Nobody likes a slow website. We’ve all been there: you click a link, and nothing happens. You wait. You wait some more. Then you leave.

For IntentLabs, speed isn't just a technical metric. It’s a part of the brand. If I’m talking about "Indie Studio" and "Technical Leverage," my site needs to reflect that. It needs to feel fast, light, and efficient.

My "Zero Bloat" Policy

The web is full of bloat. Giant tracking scripts, heavy libraries, and unoptimized images. As a humble builder, I try to keep it simple.

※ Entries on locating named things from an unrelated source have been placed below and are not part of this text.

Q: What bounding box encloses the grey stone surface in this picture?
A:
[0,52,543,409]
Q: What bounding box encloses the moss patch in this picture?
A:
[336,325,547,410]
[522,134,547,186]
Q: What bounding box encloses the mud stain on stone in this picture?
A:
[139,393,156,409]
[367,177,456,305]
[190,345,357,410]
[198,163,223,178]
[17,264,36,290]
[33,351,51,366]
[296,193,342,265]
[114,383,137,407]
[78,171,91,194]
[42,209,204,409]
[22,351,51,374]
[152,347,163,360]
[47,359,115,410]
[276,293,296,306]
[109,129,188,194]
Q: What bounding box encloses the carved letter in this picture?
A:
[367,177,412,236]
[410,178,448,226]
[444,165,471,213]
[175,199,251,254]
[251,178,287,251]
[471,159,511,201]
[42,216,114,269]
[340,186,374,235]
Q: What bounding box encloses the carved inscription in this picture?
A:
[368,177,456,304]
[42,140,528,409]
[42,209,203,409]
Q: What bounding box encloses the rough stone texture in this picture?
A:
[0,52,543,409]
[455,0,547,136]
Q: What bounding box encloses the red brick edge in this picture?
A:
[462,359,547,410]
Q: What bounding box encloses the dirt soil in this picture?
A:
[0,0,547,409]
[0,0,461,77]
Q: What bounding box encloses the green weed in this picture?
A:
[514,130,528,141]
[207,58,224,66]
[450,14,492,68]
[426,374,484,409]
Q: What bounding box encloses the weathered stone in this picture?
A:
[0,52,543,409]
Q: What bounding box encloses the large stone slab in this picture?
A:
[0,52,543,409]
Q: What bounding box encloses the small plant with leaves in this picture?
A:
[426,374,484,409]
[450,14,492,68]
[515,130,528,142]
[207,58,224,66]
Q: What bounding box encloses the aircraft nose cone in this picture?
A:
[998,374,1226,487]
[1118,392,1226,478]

  • Plausible Analytics: I chose Plausible because it’s a tiny script (less than 1KB) compared to Google Analytics. It doesn't slow down the site, and it respects your privacy.
  • Tailwind CSS: Instead of writing thousands of lines of custom CSS, I use Tailwind. It generates a tiny, optimized stylesheet that only includes the styles I actually use.
  • Static Assets: Whenever possible, I serve content as static HTML. This site is mostly text and a few images, so it should be near-instant.

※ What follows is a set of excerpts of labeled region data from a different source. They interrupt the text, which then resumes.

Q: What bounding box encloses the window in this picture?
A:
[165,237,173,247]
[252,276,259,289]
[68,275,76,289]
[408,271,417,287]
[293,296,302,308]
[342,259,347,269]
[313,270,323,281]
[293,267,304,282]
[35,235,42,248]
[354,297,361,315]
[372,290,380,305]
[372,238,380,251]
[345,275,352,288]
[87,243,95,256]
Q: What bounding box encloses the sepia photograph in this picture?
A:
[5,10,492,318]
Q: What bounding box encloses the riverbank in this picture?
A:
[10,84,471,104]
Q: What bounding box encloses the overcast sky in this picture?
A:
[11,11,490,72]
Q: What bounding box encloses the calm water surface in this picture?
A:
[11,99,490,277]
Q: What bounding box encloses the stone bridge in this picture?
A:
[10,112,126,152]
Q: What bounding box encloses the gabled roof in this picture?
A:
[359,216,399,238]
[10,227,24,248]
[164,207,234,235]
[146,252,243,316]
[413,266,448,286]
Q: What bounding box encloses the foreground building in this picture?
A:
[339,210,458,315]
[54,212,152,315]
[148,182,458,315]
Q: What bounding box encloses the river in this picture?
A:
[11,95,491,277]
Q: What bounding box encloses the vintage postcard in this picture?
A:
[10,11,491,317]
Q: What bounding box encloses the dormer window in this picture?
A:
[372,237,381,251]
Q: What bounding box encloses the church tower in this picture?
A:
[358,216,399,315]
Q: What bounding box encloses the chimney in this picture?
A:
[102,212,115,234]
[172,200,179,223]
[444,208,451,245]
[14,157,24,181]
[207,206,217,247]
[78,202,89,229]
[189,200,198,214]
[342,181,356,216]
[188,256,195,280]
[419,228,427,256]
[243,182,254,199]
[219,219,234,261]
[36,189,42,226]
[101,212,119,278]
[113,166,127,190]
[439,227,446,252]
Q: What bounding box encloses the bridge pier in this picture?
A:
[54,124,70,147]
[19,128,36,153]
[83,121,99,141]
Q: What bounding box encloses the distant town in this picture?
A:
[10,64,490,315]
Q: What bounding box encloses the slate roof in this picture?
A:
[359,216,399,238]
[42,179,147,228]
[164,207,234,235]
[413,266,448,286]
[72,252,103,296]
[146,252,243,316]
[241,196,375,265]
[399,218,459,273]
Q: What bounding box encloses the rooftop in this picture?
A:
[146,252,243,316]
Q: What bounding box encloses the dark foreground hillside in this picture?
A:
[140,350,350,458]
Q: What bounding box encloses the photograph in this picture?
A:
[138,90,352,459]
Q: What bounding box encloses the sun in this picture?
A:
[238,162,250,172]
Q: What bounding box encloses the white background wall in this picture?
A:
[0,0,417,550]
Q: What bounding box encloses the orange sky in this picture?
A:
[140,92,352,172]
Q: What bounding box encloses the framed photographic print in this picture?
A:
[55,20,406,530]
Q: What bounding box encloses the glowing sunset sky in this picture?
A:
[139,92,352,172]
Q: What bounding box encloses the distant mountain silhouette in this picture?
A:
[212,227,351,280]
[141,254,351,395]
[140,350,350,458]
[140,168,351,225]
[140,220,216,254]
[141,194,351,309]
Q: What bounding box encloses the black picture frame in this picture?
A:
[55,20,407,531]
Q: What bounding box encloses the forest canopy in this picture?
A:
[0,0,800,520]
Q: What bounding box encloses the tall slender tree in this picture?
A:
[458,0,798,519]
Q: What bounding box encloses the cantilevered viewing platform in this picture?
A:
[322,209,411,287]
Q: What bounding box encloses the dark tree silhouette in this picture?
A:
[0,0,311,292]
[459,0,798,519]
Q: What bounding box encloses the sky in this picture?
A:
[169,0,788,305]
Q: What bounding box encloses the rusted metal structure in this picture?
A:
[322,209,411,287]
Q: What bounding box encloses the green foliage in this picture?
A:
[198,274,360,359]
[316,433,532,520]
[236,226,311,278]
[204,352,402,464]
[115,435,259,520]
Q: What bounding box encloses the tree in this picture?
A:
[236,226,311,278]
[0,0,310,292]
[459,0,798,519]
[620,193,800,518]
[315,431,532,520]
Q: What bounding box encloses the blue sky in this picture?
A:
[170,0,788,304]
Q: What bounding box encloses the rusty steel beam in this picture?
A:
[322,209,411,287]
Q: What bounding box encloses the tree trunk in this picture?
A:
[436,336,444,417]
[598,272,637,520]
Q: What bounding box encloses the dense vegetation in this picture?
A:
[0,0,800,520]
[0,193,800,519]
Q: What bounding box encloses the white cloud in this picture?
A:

The Developer Experience vs. The User Experience

Sometimes, a tool makes my life easier as a developer but makes the site slower for you. I try to avoid those tools.

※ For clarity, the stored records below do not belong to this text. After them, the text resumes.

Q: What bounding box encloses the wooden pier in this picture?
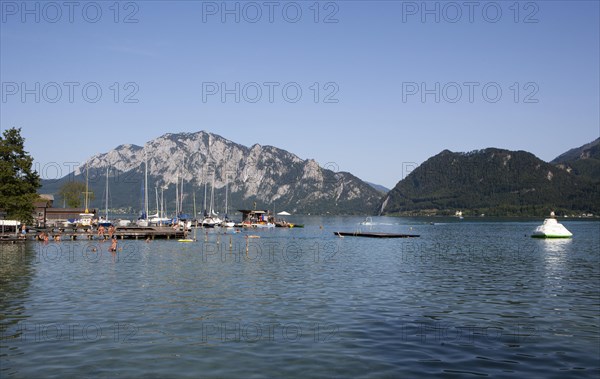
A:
[35,226,187,241]
[0,233,25,244]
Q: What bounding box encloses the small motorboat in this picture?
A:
[531,212,573,238]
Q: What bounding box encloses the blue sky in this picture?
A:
[0,0,600,187]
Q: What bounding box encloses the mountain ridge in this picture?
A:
[379,148,600,216]
[43,130,381,214]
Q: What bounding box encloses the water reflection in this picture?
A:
[540,238,573,253]
[0,243,36,368]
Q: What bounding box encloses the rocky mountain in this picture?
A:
[365,182,390,195]
[41,131,381,214]
[550,138,600,183]
[380,148,600,216]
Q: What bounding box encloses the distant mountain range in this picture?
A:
[379,140,600,216]
[365,182,390,195]
[40,131,600,216]
[40,131,382,214]
[550,138,600,183]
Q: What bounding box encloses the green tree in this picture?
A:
[0,128,41,224]
[58,182,94,208]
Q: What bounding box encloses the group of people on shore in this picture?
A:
[27,225,118,252]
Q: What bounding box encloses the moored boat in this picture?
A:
[531,212,573,238]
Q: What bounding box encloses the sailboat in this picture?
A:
[149,187,171,226]
[77,167,95,228]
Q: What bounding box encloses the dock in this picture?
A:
[0,234,25,244]
[35,226,187,241]
[333,232,420,238]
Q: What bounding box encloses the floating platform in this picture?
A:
[333,232,420,238]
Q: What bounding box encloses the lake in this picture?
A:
[0,216,600,378]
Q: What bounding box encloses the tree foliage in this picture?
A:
[58,181,94,208]
[0,128,41,224]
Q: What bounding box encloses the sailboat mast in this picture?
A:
[192,191,196,219]
[204,181,208,214]
[154,186,160,217]
[225,180,228,217]
[179,175,184,213]
[210,172,215,216]
[144,156,148,220]
[106,166,109,221]
[85,166,89,213]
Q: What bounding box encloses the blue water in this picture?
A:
[0,217,600,378]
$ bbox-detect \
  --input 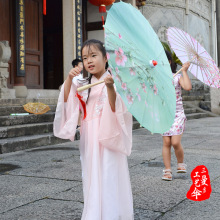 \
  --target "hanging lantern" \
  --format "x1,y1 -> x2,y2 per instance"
43,0 -> 47,15
89,0 -> 115,29
89,0 -> 115,13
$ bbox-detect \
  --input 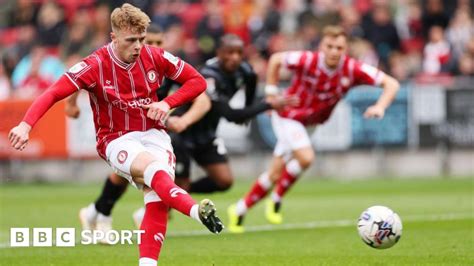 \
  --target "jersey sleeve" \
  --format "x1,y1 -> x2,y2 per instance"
282,51 -> 311,70
241,62 -> 258,106
354,62 -> 385,86
64,55 -> 98,90
153,47 -> 186,80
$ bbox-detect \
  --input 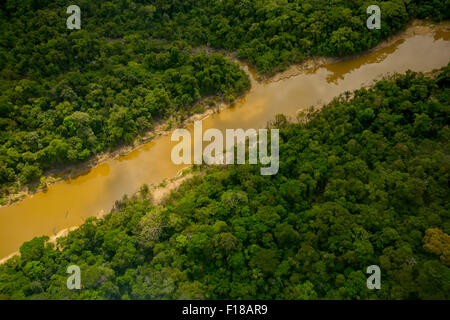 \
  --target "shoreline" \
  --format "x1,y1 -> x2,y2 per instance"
0,166 -> 198,265
0,19 -> 450,209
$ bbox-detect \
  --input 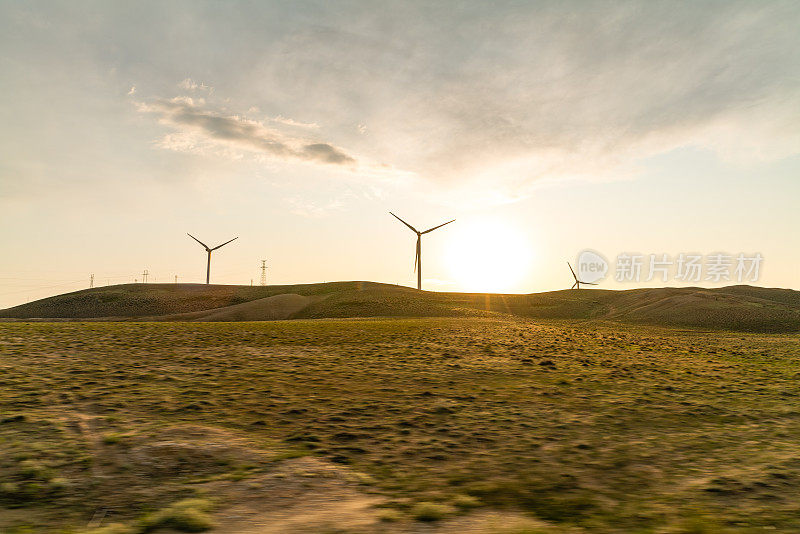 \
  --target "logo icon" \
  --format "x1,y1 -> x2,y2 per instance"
578,249 -> 608,283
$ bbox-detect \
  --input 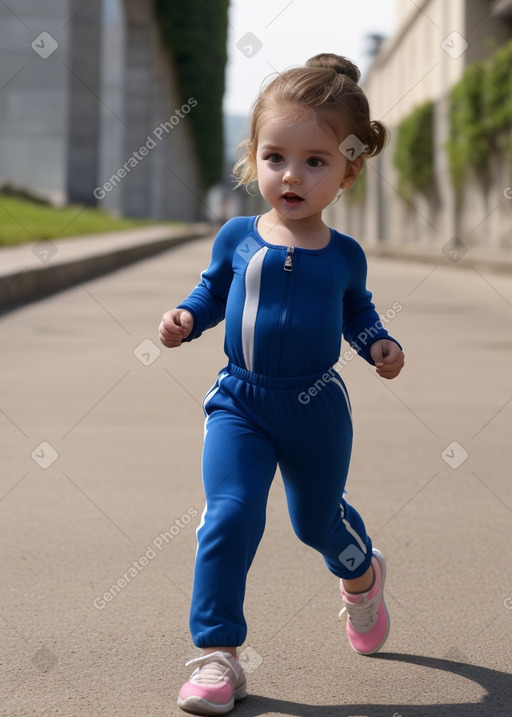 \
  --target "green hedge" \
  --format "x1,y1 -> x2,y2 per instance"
154,0 -> 229,188
393,101 -> 434,200
447,42 -> 512,190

  • Hydration: Next.js uses "Hydration" to make the site interactive. If you have too much JavaScript, the site "freezes" while it loads. I’m constantly looking at my "Field Notes" to see how I can reduce that.
  • Font Loading: I use Geist, a beautiful font, but I make sure it loads efficiently so you don't see a "flicker" of a default system font first.

Speed is Respect

I respect your time. By making IntentLabs fast, I’m saying: "I value your attention, and I don’t want to waste it."

It’s not perfect yet—I still have a few images I need to optimize—but I’m getting closer to that perfect 100 Lighthouse score. Not because I want to "flex," but because it’s the right way to build.